Model defaults are configurable per provider:

review:
  external:
    provider: "auto"
    codex:
      model: "gpt-5.5"
    claude:
      model: "claude-opus-4-7"
  context:
    # Aggregate rendered section-body budget for the provider brief.
    max_bytes: 16384
    files:
      - AGENTS.md
      - CLAUDE.md
      - README.md
      - docs/review.md
      - .scafld/core/schemas/review_packet.json

The review agenda is configurable too. review.automated_passes and review.adversarial_passes are included in the challenger prompt in explicit order, so the project can state what "adversarial" means without changing code.

The local provider is useful for development and smoke tests only; local verdicts cannot satisfy scafld complete. The product value comes from an independent adversarial pass that can say no.

Success Metrics

scafld claims quality lift only where it can measure it.
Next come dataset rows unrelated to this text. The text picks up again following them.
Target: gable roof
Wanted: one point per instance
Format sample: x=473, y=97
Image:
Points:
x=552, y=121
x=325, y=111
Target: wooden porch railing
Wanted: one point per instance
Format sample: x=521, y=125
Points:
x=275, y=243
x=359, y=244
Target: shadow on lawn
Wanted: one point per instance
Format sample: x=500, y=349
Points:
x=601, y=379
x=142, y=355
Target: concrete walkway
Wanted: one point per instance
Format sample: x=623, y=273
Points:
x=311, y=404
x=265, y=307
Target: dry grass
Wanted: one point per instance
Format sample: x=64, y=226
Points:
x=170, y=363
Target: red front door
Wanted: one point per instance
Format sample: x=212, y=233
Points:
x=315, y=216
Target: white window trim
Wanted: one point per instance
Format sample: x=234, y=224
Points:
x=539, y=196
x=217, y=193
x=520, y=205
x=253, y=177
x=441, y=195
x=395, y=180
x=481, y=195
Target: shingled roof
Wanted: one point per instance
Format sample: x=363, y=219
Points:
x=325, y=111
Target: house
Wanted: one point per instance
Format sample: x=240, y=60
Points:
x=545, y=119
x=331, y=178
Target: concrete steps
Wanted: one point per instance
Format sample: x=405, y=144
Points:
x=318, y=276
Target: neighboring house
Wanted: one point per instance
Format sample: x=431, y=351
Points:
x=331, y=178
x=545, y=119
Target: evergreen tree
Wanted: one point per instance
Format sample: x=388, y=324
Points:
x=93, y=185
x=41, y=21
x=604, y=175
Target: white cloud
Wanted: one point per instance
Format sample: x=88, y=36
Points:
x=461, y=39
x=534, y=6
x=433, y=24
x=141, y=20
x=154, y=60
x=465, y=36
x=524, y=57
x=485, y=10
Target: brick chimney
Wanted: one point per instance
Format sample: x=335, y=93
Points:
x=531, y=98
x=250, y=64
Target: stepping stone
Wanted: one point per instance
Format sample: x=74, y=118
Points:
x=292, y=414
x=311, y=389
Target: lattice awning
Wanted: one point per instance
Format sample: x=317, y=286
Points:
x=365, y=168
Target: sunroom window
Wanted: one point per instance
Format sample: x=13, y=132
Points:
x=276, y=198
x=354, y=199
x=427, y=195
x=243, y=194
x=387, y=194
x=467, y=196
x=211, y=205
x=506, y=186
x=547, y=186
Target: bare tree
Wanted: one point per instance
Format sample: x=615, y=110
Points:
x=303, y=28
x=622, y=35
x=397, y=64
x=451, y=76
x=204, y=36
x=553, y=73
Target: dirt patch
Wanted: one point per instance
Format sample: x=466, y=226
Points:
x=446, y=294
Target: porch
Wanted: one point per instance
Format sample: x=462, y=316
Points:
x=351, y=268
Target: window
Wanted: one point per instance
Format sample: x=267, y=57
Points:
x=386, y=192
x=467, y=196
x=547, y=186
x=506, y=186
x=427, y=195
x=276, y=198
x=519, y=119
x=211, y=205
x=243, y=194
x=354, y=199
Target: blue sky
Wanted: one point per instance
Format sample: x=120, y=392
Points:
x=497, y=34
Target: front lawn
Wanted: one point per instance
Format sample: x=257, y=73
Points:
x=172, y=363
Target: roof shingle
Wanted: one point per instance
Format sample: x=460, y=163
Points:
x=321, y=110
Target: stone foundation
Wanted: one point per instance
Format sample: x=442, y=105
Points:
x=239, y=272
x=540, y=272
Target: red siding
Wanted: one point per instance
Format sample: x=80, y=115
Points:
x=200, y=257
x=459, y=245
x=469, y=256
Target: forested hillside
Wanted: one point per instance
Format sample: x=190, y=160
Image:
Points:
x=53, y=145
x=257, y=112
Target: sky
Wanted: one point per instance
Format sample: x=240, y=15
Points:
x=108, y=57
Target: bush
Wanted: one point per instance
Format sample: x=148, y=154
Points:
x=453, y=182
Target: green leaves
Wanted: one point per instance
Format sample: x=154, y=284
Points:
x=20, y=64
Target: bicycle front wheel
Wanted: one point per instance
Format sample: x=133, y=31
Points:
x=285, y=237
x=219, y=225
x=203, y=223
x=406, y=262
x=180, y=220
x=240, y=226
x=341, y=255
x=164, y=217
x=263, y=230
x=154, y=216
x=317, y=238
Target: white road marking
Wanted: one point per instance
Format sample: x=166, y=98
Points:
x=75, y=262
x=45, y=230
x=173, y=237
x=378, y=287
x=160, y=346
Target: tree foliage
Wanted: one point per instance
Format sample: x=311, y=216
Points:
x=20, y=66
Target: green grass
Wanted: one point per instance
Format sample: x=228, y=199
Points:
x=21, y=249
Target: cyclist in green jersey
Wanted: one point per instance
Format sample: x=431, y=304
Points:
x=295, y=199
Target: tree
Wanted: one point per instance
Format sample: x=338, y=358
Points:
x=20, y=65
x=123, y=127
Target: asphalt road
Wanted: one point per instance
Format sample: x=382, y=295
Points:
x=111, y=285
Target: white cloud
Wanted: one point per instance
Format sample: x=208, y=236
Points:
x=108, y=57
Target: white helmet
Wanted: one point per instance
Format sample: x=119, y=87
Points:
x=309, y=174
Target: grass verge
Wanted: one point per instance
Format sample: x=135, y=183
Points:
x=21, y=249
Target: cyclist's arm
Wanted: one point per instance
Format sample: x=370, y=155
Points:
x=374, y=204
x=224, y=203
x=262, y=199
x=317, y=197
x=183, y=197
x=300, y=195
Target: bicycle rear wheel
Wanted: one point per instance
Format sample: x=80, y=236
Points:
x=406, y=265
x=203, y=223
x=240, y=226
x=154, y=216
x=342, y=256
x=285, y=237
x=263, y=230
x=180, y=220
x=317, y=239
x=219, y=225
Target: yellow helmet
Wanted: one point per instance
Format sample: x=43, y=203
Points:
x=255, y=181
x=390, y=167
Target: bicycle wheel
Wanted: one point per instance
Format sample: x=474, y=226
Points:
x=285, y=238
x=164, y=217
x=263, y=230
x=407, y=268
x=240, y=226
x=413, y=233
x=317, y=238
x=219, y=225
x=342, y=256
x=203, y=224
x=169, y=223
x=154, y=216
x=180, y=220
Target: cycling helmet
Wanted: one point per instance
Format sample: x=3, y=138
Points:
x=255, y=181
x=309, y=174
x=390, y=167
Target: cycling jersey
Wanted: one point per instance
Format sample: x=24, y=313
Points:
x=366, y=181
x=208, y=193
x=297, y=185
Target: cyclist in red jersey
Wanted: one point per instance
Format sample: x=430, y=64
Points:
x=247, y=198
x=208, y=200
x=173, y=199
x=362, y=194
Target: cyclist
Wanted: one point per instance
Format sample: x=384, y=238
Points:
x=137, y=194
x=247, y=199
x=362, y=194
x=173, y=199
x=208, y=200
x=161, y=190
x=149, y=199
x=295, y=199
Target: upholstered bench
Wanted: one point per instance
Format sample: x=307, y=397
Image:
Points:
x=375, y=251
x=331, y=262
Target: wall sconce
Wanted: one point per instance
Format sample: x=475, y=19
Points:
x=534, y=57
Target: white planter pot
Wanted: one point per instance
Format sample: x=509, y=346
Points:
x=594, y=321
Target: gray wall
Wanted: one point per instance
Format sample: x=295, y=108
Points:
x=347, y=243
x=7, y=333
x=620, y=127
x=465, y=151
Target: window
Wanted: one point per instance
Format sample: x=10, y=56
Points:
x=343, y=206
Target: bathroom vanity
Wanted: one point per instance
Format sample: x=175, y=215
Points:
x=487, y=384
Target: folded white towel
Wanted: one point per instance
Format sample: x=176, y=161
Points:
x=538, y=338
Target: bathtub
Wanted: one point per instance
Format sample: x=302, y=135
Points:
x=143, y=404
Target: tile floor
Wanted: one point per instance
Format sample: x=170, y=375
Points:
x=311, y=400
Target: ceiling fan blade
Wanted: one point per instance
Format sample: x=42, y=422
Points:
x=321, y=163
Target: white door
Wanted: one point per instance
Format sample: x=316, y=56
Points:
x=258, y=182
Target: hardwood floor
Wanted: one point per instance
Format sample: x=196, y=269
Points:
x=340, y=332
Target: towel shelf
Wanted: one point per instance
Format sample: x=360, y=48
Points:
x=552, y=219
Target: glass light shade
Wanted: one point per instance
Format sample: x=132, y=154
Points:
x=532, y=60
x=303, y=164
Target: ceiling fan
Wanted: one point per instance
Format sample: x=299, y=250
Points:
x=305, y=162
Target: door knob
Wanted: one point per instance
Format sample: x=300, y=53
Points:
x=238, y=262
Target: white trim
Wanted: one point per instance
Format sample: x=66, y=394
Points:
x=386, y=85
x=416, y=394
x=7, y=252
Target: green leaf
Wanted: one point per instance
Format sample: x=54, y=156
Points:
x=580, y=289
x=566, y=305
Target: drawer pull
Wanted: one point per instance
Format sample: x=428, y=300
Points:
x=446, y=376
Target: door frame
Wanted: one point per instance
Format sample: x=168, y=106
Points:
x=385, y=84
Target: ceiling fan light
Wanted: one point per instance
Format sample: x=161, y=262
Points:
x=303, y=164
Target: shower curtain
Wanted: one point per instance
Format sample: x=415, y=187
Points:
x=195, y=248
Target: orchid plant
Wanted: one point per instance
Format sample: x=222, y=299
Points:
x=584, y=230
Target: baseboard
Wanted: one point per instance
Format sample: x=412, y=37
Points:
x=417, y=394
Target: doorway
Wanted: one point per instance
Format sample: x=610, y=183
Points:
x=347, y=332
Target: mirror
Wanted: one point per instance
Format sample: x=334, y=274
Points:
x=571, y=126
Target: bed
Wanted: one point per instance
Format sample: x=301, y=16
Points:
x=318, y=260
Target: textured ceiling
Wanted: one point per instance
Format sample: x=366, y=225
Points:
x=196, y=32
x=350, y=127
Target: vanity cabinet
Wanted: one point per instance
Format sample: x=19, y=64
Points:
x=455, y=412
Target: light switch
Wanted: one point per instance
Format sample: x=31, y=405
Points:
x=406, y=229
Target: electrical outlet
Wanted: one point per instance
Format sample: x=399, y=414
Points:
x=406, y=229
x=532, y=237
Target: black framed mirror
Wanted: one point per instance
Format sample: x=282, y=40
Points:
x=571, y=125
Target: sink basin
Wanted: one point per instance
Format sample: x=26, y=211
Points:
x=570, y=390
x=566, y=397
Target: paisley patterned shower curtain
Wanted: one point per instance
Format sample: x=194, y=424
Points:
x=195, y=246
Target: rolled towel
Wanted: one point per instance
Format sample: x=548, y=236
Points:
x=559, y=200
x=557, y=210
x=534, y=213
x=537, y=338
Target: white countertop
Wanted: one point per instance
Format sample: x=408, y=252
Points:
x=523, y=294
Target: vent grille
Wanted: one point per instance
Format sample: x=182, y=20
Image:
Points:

The canonical metrics are session-derived:

• first_attempt_pass_rate
• recovery_convergence_rate
• challenge_override_rate

scafld report --json derives those metrics from session ledgers:

{
  "total": 12,
  "by_status": {
    "draft": 2,
    "review": 1,
    "completed": 9
  },
  "metrics": {
    "first_attempt_pass_rate": 0.67,
    "first_attempt_passes": 8,
    "first_attempt_total": 12,
    "recovery_convergence_rate": 0.75,
    "recovered_tasks": 3,
    "recovery_total": 4,
    "challenge_override_rate": 0,
    "challenge_overrides": 0,
    "review_challenge_total": 2
  }
}

The honest boundary is that scafld can produce a better contract, handoff, and adversarial review gate; an external harness can still ignore the brief. That is why the claims are framed as recorded outcomes, not prompt mysticism.

Go Runtime

The Go binary is the authoritative implementation. The codebase uses a hexagonal layout with import-boundary tests:

cmd/scafld -> internal/adapters/cli -> internal/app -> internal/core

• internal/core is pure domain code.
• internal/app owns use cases and narrow ports.
• internal/adapters contains filesystem, Markdown, Git, process, provider, JSON, and terminal implementations.
• internal/platform contains small primitives such as atomic file writes and signal handling.

Run the full local gate:

make check

Build release artifacts locally:

make release-snapshot

Distribution

Package-manager integrations are adapters over GitHub release assets:

• GitHub Releases: native binaries, checksums.txt, manifest.json
• Go modules: source/install channel
• npm and PyPI: verified native-binary launchers
• Homebrew and Scoop: published registry adapters
• WinGet: upstream manifest submission
• OCI: template under package/

See docs/distribution.md, docs/architecture.md, and docs/release.md.